SPECIAL MESSAGES TO CONGRESS.

THE GREAT SIOUX RESERVATION.

To the Senate and House of Representatives:

In pursuance of the power vested in me by the terms of the last clause of section 3 of the act of Congress approved March 2, 1889, entitled "An act making appropriations for the current and contingent expenses of the Indian Department, and for fulfilling treaty stipulations with various Indian tribes, for the year ending June 30, 1890, and for other purposes," a commission as therein authorized was appointed, consisting of Charles Foster of Ohio, William Warner of Missouri, and General George Crook of the United States Army. This Commission was specially instructed to present to the Sioux Indians occupying the Great Sioux Reservation, for their acceptance thereof and consent thereto in manner and form as therein provided, the act of Congress approved March 2, 1889, entitled "An act to divide a portion of the reservation of the Sioux Nation of Indians in Dakota into separate reservations, and to secure the relinquishment of the Indian title to the remainder, and for other purposes."

The report of the Commission was submitted to me on the 24th day of December, 1889, and is, with the accompanying documents and a letter of the Secretary of the Interior, herewith transmitted for the information of Congress. It appears from the report of the Commission that the consent of more than three-fourths of the adult Indians to the terms of the act last named was secured, as required by section 12 of the treaty of 1868, and upon a careful examination of the papers submitted I find such to be the fact, and that such consent is properly evidenced by the signatures of more than threefourths of such Indians.

At the outset of the negotiations the Commission was confronted by certain questions as to the interpretation and effect of the act of Congress which they were presenting for the acceptance of the Indians. Upon two or three points of some importance the Commission gave, in response to these inquiries, an interpretation to the law, and it was the law thus explained to them that was accepted by the Indians. The Commissioners had no power to bind Congress or the Executive by their construction of a statute, but they were the agents of the United States, first to submit a definite proposition for the acceptance of the Indians, and, that failing, to agree upon modified terms, to be submitted to Congress for ratification. They were dealing with an ignorant and suspicious people, and an explanation of the terms, and effect of the offer submitted could not be avoided. Good faith demands that if the United States expects the lands ceded, the beneficial construction of the act given by our agents should be also admitted and observed.

The chief difficulty in the construction of the act grows out of its relation to prior treaties, which were by section 19 continued in force so far as they are not in conflict with the terms of the act. The seventh article of the treaty of 1868, relating to schools and school-houses, is by section 17 of the act continued in force for twenty years, "subject to such modifications as Congress shall deem most effective to secure to said Indians equivalent benefits of such education."

Section 7 of the treaty of 1868 provides only for instruction in the "elementary branches of an English education," while section 17 of the act, after continuing this section of the treaty in force, provides a fund which is to be applied "for the promotion of industrial and other suitable education among said Indians." Again, section 7 of the treaty provides for the erection of a schoolhouse for every thirty children who can be induced to attend, while section 20 of the act requires the erection of not less than thirty school-houses, and more if found necessary.
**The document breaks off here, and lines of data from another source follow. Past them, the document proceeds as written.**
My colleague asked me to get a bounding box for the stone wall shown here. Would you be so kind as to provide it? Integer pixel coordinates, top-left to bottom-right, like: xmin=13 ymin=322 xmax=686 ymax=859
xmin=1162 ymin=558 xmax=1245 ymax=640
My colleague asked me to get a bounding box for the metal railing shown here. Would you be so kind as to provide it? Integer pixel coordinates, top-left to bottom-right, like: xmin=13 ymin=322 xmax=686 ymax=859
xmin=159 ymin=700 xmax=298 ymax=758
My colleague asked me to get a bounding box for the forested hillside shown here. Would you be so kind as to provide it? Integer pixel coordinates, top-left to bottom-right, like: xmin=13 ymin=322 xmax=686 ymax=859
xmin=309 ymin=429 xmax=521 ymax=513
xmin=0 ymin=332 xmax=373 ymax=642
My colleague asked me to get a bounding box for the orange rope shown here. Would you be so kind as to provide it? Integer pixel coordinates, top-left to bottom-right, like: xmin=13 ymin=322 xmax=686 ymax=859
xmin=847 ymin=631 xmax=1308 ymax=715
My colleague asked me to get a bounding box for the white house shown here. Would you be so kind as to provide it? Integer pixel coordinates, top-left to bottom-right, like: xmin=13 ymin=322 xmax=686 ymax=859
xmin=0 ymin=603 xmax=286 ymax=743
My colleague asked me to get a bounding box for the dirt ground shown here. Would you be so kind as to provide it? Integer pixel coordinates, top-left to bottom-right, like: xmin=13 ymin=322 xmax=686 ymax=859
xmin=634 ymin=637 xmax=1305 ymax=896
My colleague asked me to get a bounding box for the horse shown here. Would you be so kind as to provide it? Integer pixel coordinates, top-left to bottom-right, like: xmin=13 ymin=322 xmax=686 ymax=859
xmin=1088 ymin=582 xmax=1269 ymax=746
The Commissioners were asked by the Indians whether the cost of the English schools provided for in section 7 of the treaty, and of the school houses provided for in the same section, and in section. 20 of the act, would be a charge against the proceeds of the lands they were now asked to cede to the United States. This question was answered in the negative, and I think the answer was correct. If the act, without reference to section 7 of the treaty, is to be construed to express the whole duty of the Government towards the Indians in the matter of schools, the extension for twenty years of the provisions of that section is without meaning.

The assurance given by the Commissioners that the money appropriated by section 27 of the act to pay certain bands for the ponies taken by the military authorities in 1876 would not be a charge against the proceeds of the ceded lands was obviously a correct interpretation of the law.

The Indians were further assured by the Commissioners that the amount appropriated for the expenses of the Commission could not under the law be made a charge upon the proceeds of their lands. This I think is a correct exposition of the act.

It seems from the report of the Commission that some of the Indians at the Standing Rock Agency asked whether, if they accepted the act, they could have the election to take their allotments under section 6 of the treaty of 1868 and have the benefits of sections 8 and 10 of that treaty, and were told that they could.

As the treaty is continued in force, except where it contravenes the provisions of the act, I do not see any difficulty in admitting this interpretation.

It will be found that the Commission has submitted many. recommendations, some of them involving legislation and others appealing to powers already possessed by the Executive Department. The consent of the Indians to the act was not made dependent upon the adoption of any of these recommendations, but many of them are obviously just and promotive of the true interests of the Indians. So far as these require legislation they are earnestly commended to the attention of Congress.

The Secretary of the Interior has prepared and submits with his letter transmitting the report of the Commission the draft of a bill embodying those recommendations of the Commission requiring legislation.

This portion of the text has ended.